The latest bit of euro fantasy has been that a few changes in the top personnel would transform matters. Yet even if you installed a coalition of Pericles and Alexander the Great in Athens and Cesare Borgia and the Emperor Hadrian in Rome it wouldn’t make a blind bit of difference.
What ails these countries is the irresistible arithmetic of the debt trap. The idea of a euro break-up frequently meets with the objection that this would crucify German industry. This is nonsense. The new German currency would certainly go up, I grant you. Indeed, it would need to; that is a key part of the adjustment mechanism. But it would not go up without limit. The Germans were reluctant to give up their Deutschmark which, they said, had been the secret of their post-war success. And now they are reluctant to give up the euro which, they say, is the secret of their post-Deutschmark success!

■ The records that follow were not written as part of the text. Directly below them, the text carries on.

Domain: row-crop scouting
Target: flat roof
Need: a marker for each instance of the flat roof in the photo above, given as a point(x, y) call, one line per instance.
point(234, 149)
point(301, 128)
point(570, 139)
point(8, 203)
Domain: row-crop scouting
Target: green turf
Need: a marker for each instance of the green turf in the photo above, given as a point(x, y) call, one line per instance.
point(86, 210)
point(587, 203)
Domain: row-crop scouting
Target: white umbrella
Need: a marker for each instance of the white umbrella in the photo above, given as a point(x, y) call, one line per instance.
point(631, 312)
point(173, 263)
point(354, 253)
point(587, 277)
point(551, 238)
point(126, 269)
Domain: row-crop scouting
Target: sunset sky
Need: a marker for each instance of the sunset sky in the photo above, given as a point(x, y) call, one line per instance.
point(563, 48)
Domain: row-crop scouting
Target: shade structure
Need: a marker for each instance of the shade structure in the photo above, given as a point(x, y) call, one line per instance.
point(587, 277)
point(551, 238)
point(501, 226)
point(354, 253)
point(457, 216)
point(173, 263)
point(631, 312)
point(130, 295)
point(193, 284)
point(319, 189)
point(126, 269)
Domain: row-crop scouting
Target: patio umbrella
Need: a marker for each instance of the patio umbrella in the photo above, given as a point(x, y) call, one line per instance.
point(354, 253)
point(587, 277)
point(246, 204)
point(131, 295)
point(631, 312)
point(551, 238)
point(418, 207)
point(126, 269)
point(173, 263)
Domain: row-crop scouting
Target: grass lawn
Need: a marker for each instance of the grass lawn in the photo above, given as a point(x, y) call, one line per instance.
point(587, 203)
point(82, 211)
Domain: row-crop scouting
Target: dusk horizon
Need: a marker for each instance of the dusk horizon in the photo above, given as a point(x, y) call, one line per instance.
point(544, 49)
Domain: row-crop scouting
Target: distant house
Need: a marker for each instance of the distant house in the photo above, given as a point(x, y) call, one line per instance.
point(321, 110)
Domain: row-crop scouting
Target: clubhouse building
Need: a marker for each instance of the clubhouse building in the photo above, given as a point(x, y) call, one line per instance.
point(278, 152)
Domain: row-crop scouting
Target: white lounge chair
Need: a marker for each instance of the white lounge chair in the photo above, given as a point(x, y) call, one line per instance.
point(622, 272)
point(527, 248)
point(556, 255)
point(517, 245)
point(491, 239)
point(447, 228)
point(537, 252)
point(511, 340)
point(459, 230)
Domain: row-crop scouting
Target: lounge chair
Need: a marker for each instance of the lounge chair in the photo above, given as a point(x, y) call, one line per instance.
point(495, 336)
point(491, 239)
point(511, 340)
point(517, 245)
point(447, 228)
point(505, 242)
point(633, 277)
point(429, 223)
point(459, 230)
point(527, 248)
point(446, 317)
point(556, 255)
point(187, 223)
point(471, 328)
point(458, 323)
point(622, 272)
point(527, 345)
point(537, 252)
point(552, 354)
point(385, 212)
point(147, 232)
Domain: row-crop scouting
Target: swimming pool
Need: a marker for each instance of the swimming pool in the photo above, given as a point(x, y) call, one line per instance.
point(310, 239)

In fact, German business proved immensely good at bearing the strains created by a strong D-mark and it would again be like this under the “son of D-mark”. Anyway, what German business wants should not be the sole arbiter. A high German exchange rate would transfer income within Germany from businesses to consumers and this would help to boost consumer spending.

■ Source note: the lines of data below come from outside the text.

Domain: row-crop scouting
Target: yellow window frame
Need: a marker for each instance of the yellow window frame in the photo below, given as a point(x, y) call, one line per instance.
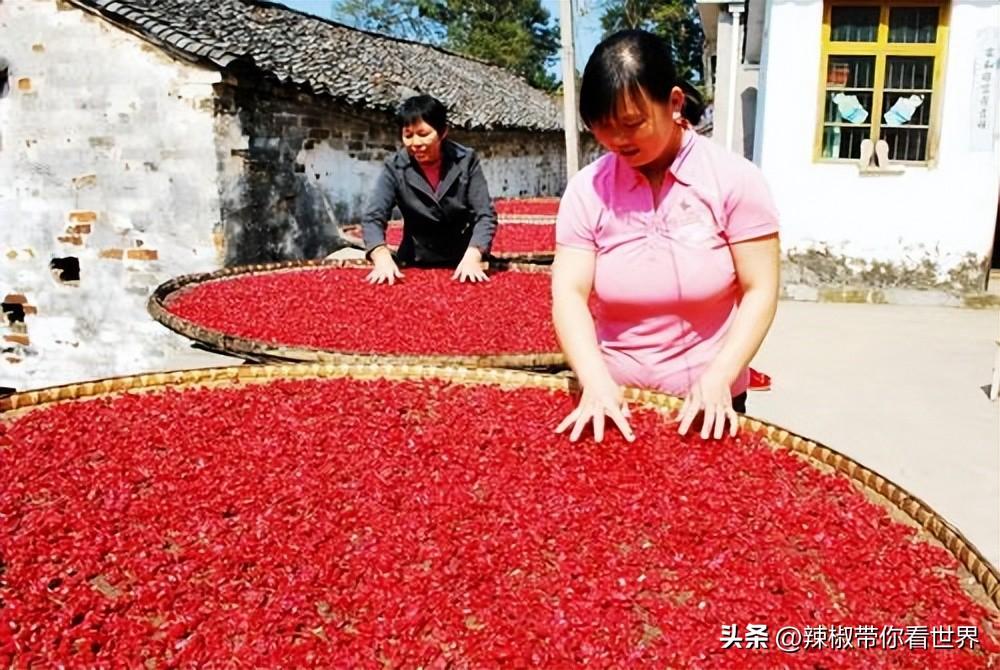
point(881, 48)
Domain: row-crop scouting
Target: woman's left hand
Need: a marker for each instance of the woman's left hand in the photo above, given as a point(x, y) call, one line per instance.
point(711, 395)
point(471, 267)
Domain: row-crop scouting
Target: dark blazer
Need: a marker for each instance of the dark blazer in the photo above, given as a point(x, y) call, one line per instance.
point(438, 226)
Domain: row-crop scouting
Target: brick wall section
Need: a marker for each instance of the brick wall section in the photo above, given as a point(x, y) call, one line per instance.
point(105, 156)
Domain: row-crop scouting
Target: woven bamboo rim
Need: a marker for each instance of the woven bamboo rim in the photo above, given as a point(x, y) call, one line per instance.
point(264, 352)
point(907, 508)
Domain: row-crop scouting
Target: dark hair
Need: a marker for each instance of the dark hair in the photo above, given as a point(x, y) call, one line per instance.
point(623, 64)
point(422, 108)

Of course, the default and currency depreciation implicit in a euro break-up would be disruptive. But it does not follow that we should try to preserve the status quo by pouring in more money ad nauseam. There will have to be defaults whether or not the euro survives. Europe should not be scattering public money in an attempt to avoid default but rather conserving it for bailing out the banks directly, when necessary.
Moreover, if the weaker peripheral countries left the euro, the inevitable fall in their currencies would boost their net exports and thereby increase their GDP. This would limit the scale of default, to the long-term benefit of creditors, including ourselves. Furthermore, they would be able to finance their public deficits through their own central banks – just as the US and the UK are doing. This would both minimise the need for default and help to boost the economy.
Trying to keep the euro going is like trying to breathe life into a corpse. Europe’s leaders should not be propping the single currency up, like El Cid strapped to his steed, but rather preparing to dismantle it at the lowest possible cost.